The list of NHL players stricken with the mumps continues to grow, and you can add Minnesota Wild defenseman Ryan Suter to that list.
Suter, who has been a giant for the Wild since coming to the team in 2012-13, could reportedly miss Friday’s game when Minnesota takes on the Anaheim Ducks. Wild defensemen Jonas Brodin, Keith Ballard, Christian Folin and Marco Scandella have been sidelined with the ailment, not to mention other NHLers such as Corey Perry, Francois Beauchemin, and Tanner Glass.
Mumps is a contagious disease that can be spread through contact with other infected individuals, which makes it a bit less surprising for Suter to contract the illness with teammates who have previously been sidelined with it.
According to the Mayo Clinic, symptoms of the mumps usually occur 2-3 weeks after the initial exposure to the disease, and they can include fever, headache, weakness, fatigue, pain during chewing or swallowing, and a loss of appetite.

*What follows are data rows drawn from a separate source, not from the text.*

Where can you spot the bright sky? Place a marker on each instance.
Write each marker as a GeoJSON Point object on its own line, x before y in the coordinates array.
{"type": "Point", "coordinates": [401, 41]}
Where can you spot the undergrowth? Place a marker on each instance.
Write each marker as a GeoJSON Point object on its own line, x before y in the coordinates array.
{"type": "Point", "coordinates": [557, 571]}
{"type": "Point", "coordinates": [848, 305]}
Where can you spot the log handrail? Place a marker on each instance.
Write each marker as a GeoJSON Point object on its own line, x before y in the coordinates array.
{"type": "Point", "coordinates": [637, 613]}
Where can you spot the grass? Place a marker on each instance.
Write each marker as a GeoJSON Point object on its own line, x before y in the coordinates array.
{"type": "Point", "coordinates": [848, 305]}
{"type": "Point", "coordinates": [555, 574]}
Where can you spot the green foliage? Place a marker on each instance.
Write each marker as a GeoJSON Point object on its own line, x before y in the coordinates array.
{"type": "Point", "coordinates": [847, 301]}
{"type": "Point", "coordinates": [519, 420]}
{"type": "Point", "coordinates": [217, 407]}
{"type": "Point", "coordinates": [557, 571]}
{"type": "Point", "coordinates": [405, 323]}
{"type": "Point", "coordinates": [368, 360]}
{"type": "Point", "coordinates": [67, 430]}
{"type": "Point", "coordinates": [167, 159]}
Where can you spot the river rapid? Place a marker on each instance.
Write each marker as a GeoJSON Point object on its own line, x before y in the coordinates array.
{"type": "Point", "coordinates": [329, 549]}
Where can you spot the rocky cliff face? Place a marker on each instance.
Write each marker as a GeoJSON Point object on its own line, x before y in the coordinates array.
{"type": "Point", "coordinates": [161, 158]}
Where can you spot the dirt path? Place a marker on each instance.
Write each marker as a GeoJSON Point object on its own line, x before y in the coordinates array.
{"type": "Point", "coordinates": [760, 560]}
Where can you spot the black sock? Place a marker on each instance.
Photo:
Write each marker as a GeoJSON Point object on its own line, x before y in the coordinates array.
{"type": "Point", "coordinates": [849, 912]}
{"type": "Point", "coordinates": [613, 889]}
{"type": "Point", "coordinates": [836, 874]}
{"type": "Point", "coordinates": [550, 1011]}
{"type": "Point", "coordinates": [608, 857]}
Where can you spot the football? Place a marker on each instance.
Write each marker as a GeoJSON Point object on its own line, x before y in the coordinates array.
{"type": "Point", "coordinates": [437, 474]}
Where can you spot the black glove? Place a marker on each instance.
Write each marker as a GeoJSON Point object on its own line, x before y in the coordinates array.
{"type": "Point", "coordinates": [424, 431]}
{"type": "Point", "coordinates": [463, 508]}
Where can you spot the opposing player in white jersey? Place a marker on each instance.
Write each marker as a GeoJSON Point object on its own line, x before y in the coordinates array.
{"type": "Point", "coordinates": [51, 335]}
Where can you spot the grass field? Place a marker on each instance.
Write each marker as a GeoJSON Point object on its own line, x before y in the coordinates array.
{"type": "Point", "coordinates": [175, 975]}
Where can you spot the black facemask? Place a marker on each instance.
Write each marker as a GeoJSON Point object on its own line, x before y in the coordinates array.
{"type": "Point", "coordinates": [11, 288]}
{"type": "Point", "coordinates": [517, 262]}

It can also result in swelling of the salivary glands, which can be extremely painful.
It’s an absolute shame to see Suter go down, as he has been incredible once again for the Wild. This season, he has played an average of more than 29 minutes a night and was on pace to tie his career high of 46 points.
Minneapolis Star-Tribune reporter Michael Russo reported that the Wild have taken precautions by cleaning and sterilizing the dressing room to try and avoid having more players sidelined by the disease.
Said coach Mike Yeo to Russo: “Even though we decontaminated and cleaned the room, even though I don’t have it, I might still be bringing it back into the room. I don’t know. I’m not a doctor. I don’t really know. I’m trying to learn and probably learning too much about this, to be honest with you. But we’re doing everything we can.”
Hopefully this can stop sometime soon and everyone can get to full health.